For years, Kansas University researcher Paul Atchley’s studies have pointed to the dangers of texting and talking on a cell phone while driving.
So, when Atchley latest research revealed that talking on a cell phone can actually cause drivers to perform better at the end of long trips, he wasn’t quite sure what to make of it.
“I had some trepidation in getting the message out that sometimes it’s OK to talk and drive,” Atchley said. “But, as a scientist you report the data, even if it is something you are not completely comfortable with.”
Atchley, an associate professor of psychology, adds some rather significant caveats to his findings. For starters, people should never talk on a cell phone if they can avoid it. And, the best thing to do when fatigued is to pull the car over and get some rest.
But when stopping isn’t an option, talking on a cell phone at the end of a drive can cause people to be more attentive to what is happening around them.
Atchley’s research - which is being published in next month’s issue of Human Factors: The Journal of the Human Factors and Ergonomics Society - has caused a bit of a controversy.
“It’s a message that people want to hear and a message that people don’t want to hear,” he said.
KU graduate student Mark Chan co-authored the study. The two measured the attention levels of 45 students while they simulated driving on what Atchley called the world’s most boring video game.

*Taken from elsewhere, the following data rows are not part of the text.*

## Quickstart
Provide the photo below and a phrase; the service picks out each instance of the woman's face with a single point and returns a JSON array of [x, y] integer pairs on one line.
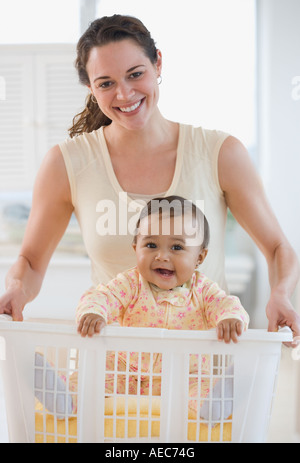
[[124, 82]]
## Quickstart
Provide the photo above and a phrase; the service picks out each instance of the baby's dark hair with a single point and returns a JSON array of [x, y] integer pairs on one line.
[[175, 206]]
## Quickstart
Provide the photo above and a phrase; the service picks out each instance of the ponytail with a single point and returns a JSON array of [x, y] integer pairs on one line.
[[91, 118]]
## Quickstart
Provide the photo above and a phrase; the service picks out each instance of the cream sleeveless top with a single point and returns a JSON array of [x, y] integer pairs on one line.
[[107, 215]]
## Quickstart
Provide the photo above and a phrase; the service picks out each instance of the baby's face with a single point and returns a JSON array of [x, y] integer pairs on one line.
[[166, 250]]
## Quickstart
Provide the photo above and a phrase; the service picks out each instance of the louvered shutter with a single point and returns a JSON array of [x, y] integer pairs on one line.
[[42, 97], [59, 98], [17, 152]]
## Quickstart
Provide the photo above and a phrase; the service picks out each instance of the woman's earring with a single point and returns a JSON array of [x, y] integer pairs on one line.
[[93, 99]]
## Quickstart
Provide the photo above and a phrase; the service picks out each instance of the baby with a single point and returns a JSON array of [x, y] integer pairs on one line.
[[166, 288]]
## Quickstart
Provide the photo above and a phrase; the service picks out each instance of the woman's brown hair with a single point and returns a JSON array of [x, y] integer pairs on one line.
[[101, 32]]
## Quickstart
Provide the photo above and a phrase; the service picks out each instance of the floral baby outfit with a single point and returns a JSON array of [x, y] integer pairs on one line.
[[130, 300]]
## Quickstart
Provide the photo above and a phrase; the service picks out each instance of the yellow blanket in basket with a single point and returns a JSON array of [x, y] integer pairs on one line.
[[48, 429]]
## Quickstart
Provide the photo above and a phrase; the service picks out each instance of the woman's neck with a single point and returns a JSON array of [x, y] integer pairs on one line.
[[158, 133]]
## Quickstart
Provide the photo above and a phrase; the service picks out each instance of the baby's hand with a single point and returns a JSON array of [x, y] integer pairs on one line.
[[90, 324], [229, 329]]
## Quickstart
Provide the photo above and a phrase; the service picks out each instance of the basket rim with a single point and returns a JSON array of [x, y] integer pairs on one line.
[[68, 327]]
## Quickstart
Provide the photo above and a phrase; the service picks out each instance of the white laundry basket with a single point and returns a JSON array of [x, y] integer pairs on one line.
[[249, 368]]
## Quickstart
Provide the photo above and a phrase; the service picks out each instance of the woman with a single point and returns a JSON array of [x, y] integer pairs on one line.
[[122, 150]]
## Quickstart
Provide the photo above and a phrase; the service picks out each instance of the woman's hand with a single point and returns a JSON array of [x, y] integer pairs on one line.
[[280, 312], [13, 301], [90, 324], [229, 330]]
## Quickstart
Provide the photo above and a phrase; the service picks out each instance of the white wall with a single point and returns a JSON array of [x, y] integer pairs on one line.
[[279, 119]]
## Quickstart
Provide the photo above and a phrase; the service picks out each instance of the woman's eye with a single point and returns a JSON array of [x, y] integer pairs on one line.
[[135, 75], [105, 84], [151, 245], [177, 247]]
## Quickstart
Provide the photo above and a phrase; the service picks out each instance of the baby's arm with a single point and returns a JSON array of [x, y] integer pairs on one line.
[[223, 311], [90, 324], [229, 330], [105, 304]]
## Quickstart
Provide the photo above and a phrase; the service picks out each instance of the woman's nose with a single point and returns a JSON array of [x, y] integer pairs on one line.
[[124, 91]]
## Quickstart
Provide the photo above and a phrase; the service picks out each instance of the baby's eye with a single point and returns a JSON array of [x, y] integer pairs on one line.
[[177, 247], [151, 245]]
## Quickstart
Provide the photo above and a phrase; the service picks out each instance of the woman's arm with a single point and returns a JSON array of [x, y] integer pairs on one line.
[[245, 196], [50, 214]]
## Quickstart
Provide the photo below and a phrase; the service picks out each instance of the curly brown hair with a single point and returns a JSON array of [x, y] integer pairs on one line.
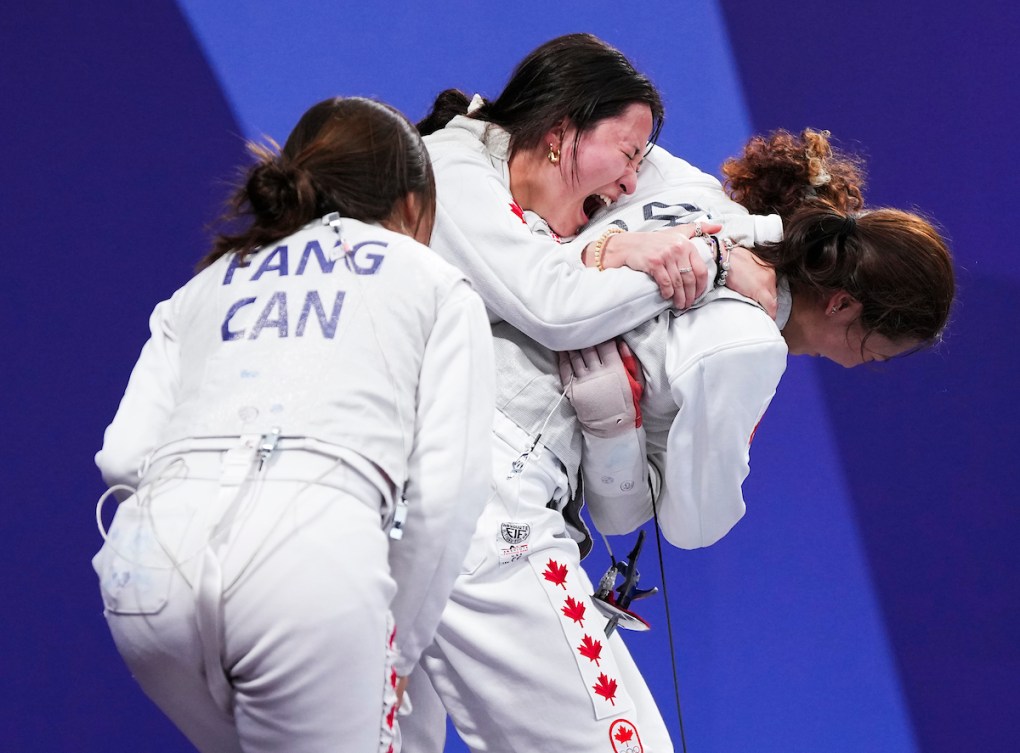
[[780, 172]]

For 30 minutes, students drove a car on a straight stretch of highway similar to the mind-numbing drive on Interstate 70 through western Kansas. During that time, they had to stay within the lanes, steer clear of intruding cars, avoid radical maneuvers and remember road signs.
Students who talked on the phone the entire time didn’t perform as safely as others in the group. However, students who talked on the phone for the last five minutes of the drive improved their performance level to where they were at the beginning of the exercise.

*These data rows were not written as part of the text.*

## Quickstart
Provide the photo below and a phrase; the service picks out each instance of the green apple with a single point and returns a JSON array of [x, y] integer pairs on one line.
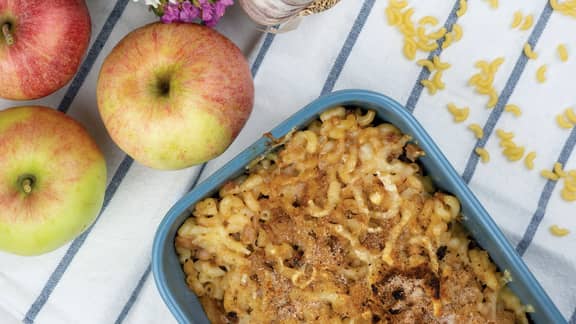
[[52, 180], [174, 95]]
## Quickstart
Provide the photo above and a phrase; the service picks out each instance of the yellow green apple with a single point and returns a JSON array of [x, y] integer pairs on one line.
[[174, 95], [52, 180], [41, 45]]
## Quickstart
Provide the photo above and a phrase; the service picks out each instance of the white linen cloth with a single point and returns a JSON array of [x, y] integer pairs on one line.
[[104, 276]]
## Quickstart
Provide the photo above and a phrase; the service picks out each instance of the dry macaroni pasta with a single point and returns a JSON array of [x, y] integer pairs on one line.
[[483, 154], [477, 130], [528, 22], [337, 226], [565, 7], [415, 36], [463, 7], [563, 122], [493, 3], [483, 80]]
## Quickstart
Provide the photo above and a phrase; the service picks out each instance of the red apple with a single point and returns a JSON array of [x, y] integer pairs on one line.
[[52, 180], [174, 95], [41, 45]]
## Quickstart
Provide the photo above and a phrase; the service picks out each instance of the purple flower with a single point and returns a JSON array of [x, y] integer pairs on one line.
[[171, 13], [188, 12], [219, 9], [209, 11]]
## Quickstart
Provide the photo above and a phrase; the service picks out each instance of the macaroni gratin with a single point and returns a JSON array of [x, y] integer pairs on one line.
[[339, 224]]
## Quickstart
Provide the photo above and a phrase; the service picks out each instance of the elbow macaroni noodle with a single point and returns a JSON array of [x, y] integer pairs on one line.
[[339, 225], [462, 8], [459, 114], [477, 130], [483, 81], [483, 154], [567, 120]]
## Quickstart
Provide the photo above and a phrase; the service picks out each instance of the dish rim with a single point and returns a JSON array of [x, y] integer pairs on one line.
[[299, 119]]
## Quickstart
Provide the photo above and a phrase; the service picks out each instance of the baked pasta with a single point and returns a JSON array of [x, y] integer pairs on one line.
[[339, 224]]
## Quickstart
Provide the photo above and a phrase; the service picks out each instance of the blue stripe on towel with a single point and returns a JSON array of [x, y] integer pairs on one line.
[[328, 86], [76, 245], [85, 68], [138, 289], [134, 295], [93, 53], [545, 197], [424, 73], [506, 93], [262, 53], [347, 47]]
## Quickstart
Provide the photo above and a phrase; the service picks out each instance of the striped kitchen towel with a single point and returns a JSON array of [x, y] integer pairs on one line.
[[104, 275]]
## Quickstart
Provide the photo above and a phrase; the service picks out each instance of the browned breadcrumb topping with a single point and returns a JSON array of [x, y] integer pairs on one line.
[[340, 226]]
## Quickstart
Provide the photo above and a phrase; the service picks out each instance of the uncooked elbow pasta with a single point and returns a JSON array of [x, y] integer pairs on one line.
[[528, 22], [459, 114], [415, 35], [510, 149], [493, 3], [567, 120], [483, 80], [483, 154], [529, 160], [568, 193], [477, 130], [462, 8], [567, 8], [338, 225]]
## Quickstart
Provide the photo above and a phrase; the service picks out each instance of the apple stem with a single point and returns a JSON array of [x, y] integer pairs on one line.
[[7, 35], [27, 185]]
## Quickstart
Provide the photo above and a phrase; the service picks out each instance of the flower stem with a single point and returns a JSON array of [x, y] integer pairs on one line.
[[7, 35]]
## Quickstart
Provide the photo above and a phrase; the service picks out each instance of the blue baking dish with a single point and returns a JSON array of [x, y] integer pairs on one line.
[[186, 308]]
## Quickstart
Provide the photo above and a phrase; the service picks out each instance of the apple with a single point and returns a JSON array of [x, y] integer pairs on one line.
[[174, 95], [41, 45], [52, 180]]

The students used hands-free headsets to talk and played word games with the other person on the phone.
“The key thing is keeping the mind engaged,” Atchley said.
Tricks such as listening to the radio or a book on tape, aren’t as effective because the brain can quickly tune them out and they don’t require the driver to interact like a phone conversation would.
One side note, Atchley said the NPR radio show “This American Life” has proven to work well because the one-hour broadcast is broken up in several acts and has different narrators. Those changes keep drivers engaged and attentive.
With 62,000 crashes occurring every year because of driver fatigue or failure to sustain attention, Atchley said the research area is an important one.
“On a long drive that is pretty boring, you start to space out, lose attention and it becomes less safe,” he said.